I picked up a forty-eight ouncer and filled it with ice before putting in the tea. The union was practically empty. On my way to the exit an argument echoed from the other side of the wall, the corridor to the bathrooms. I didn’t think anything about it until a certain name was mentioned.

“You owe me.” A woman’s voice. “J.D. threw me out. They deactivated my badge. I’ve lost everything. My severance, my stock options. I’ve lost him.”

“J.D. Reider was never yours to lose.” I recognized Steve’s voice. “Our sources say he was using you the same way you used him.”

“He loves me! He just doesn’t…”

“He just doesn’t realize it?” Steve laughed. “How many women have sung that song? Poor sad Nicole. A man in love doesn’t throw his woman under the bus.”

“Whatever. You still owe me. I stole that scanner for you, and they know it. They’ll file charges.”

J.D. was telling the truth.

“But they don’t know it.
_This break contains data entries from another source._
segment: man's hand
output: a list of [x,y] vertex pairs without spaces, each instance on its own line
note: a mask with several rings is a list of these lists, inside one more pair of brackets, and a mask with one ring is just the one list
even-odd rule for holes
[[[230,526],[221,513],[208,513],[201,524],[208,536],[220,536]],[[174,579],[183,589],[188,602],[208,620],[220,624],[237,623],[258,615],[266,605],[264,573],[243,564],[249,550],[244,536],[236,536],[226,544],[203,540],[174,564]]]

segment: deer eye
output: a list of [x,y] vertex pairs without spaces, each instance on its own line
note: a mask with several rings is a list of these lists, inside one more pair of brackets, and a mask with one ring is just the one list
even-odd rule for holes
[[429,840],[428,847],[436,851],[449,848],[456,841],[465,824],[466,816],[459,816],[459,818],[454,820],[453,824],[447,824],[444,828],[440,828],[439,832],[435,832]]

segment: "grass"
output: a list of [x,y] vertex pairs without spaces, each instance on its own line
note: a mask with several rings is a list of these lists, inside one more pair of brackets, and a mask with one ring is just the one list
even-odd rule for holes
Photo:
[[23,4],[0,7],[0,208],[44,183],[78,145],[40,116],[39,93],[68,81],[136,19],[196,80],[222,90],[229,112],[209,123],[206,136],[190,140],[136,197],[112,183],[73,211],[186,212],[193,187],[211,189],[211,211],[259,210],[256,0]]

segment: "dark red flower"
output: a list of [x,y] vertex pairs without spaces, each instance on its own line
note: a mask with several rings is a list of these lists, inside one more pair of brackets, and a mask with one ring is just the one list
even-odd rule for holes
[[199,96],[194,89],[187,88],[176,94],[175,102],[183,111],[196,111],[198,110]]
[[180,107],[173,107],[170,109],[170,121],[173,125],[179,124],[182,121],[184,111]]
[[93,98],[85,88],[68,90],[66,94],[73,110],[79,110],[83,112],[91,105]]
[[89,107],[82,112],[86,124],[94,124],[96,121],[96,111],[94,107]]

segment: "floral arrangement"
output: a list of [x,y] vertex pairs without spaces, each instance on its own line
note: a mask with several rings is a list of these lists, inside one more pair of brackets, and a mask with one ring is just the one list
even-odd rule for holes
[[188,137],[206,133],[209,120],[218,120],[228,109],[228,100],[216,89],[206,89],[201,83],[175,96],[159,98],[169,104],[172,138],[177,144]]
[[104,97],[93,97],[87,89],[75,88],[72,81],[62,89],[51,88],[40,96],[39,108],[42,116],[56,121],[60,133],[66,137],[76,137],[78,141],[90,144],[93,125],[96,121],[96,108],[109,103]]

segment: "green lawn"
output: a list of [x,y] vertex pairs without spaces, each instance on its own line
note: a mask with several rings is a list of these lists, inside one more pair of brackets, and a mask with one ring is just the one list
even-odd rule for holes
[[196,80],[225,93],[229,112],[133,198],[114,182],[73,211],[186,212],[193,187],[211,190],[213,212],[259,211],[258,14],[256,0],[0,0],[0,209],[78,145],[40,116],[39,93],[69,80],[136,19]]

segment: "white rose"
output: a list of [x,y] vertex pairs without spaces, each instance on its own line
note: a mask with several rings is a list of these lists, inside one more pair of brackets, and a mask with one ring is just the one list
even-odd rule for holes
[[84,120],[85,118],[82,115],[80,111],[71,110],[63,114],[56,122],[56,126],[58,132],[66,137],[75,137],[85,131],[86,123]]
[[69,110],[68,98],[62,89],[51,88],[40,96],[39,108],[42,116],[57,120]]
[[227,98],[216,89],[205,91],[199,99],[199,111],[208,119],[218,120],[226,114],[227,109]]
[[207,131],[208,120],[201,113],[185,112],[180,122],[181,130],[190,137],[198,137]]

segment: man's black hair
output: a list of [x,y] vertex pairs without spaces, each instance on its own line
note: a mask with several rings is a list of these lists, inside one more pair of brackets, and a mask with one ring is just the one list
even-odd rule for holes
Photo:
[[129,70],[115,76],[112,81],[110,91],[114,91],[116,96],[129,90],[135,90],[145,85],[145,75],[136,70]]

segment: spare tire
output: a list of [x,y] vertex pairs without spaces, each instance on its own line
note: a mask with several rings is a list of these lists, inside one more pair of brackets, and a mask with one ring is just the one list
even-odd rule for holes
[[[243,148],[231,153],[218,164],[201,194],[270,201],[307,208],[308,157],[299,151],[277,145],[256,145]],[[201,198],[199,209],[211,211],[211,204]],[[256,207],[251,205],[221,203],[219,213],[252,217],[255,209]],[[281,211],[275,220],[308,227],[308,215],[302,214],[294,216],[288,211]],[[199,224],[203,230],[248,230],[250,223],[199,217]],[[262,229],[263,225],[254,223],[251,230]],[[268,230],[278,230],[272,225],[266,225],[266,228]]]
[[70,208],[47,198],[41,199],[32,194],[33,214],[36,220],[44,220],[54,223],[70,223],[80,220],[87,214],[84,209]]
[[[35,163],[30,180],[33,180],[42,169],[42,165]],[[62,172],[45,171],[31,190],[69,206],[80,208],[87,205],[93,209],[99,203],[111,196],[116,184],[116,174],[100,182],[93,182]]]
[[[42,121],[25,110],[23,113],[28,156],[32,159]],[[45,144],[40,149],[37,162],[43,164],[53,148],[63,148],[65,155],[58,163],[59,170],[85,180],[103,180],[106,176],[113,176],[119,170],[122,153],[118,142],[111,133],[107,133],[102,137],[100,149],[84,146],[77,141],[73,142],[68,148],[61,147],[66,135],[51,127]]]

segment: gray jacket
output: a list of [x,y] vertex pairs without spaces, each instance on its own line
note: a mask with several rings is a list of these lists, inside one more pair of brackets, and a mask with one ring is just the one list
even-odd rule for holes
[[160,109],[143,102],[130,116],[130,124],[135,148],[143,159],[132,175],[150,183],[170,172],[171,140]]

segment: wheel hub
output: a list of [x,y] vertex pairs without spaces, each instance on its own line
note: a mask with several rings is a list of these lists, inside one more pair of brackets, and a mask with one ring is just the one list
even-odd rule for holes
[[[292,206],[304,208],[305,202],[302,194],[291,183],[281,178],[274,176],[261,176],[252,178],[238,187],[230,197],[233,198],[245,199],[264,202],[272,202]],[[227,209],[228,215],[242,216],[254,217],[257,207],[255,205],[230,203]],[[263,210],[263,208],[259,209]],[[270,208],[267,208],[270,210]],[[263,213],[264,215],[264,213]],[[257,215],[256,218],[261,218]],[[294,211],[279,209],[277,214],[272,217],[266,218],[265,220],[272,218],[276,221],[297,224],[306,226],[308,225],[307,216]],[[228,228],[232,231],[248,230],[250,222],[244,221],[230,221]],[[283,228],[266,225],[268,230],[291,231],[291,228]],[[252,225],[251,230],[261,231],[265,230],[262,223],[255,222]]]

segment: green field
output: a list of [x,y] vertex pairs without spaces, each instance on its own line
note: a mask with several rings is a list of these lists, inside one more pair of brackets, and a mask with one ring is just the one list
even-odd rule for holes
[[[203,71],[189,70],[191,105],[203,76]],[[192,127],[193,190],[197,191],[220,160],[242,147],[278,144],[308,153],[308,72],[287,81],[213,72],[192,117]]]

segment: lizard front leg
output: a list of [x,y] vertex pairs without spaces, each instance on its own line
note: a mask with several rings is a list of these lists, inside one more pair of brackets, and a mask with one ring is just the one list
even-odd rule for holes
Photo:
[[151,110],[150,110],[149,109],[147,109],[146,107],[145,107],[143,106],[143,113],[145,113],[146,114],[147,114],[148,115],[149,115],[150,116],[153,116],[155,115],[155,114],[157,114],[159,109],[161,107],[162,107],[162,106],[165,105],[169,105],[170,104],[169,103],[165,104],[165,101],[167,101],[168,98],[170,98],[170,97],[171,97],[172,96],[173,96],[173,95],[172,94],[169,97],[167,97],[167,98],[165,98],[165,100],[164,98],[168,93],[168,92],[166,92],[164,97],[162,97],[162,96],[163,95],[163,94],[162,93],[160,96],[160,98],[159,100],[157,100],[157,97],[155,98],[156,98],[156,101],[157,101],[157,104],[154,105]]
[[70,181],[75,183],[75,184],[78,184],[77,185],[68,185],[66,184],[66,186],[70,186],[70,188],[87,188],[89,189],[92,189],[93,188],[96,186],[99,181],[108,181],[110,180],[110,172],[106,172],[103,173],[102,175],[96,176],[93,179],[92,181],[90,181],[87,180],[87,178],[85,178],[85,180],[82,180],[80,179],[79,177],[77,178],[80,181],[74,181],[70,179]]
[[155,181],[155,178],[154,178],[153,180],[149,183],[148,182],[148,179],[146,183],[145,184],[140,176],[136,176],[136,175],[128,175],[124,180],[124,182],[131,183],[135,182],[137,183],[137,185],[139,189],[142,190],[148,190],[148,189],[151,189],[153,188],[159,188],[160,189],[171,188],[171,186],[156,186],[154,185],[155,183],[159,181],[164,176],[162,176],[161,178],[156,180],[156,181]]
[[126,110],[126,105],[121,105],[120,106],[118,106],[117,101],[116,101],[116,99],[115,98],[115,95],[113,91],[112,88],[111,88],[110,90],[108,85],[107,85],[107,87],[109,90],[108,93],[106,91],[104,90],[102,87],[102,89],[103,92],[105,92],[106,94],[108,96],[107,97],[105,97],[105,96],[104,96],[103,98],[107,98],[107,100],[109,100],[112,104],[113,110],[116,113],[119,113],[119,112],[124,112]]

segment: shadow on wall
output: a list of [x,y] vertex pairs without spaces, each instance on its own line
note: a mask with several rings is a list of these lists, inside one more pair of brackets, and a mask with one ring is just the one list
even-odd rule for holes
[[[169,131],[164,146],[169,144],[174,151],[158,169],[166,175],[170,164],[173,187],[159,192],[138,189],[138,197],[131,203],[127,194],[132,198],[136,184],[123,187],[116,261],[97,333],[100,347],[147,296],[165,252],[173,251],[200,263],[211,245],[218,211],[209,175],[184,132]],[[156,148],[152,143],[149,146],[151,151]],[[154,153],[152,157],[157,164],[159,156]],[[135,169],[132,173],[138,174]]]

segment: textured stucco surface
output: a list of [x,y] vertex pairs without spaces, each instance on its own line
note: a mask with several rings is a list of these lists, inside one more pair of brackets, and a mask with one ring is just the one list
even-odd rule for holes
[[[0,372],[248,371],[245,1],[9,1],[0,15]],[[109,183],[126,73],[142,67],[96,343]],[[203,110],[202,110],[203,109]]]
You’re pathetic, Nicole, but you’re not stupid. You wouldn’t admit to such a crime, and they have no proof. But I have proof. I have the scanner, and I have the MolyMo checks you cashed.”

He was lying to her. He didn’t have the scanner yet.

“You bastard,” she said.

“Leave my mother out of this. Ba-da-boom. What? No sense of humor? Nicole, Nicole. Here’s my advice. Tell BlueMagick you want a nice fat severance package or you’ll sue for sexual harassment. And stay away from me and MolyMo. I never want to see you again.”

“Bastard.” She was crying now. The click-click-click of someone running in stacked heels got louder. I flattened myself against the wall as the red-haired girl emerged from the corridor and headed for the student union door.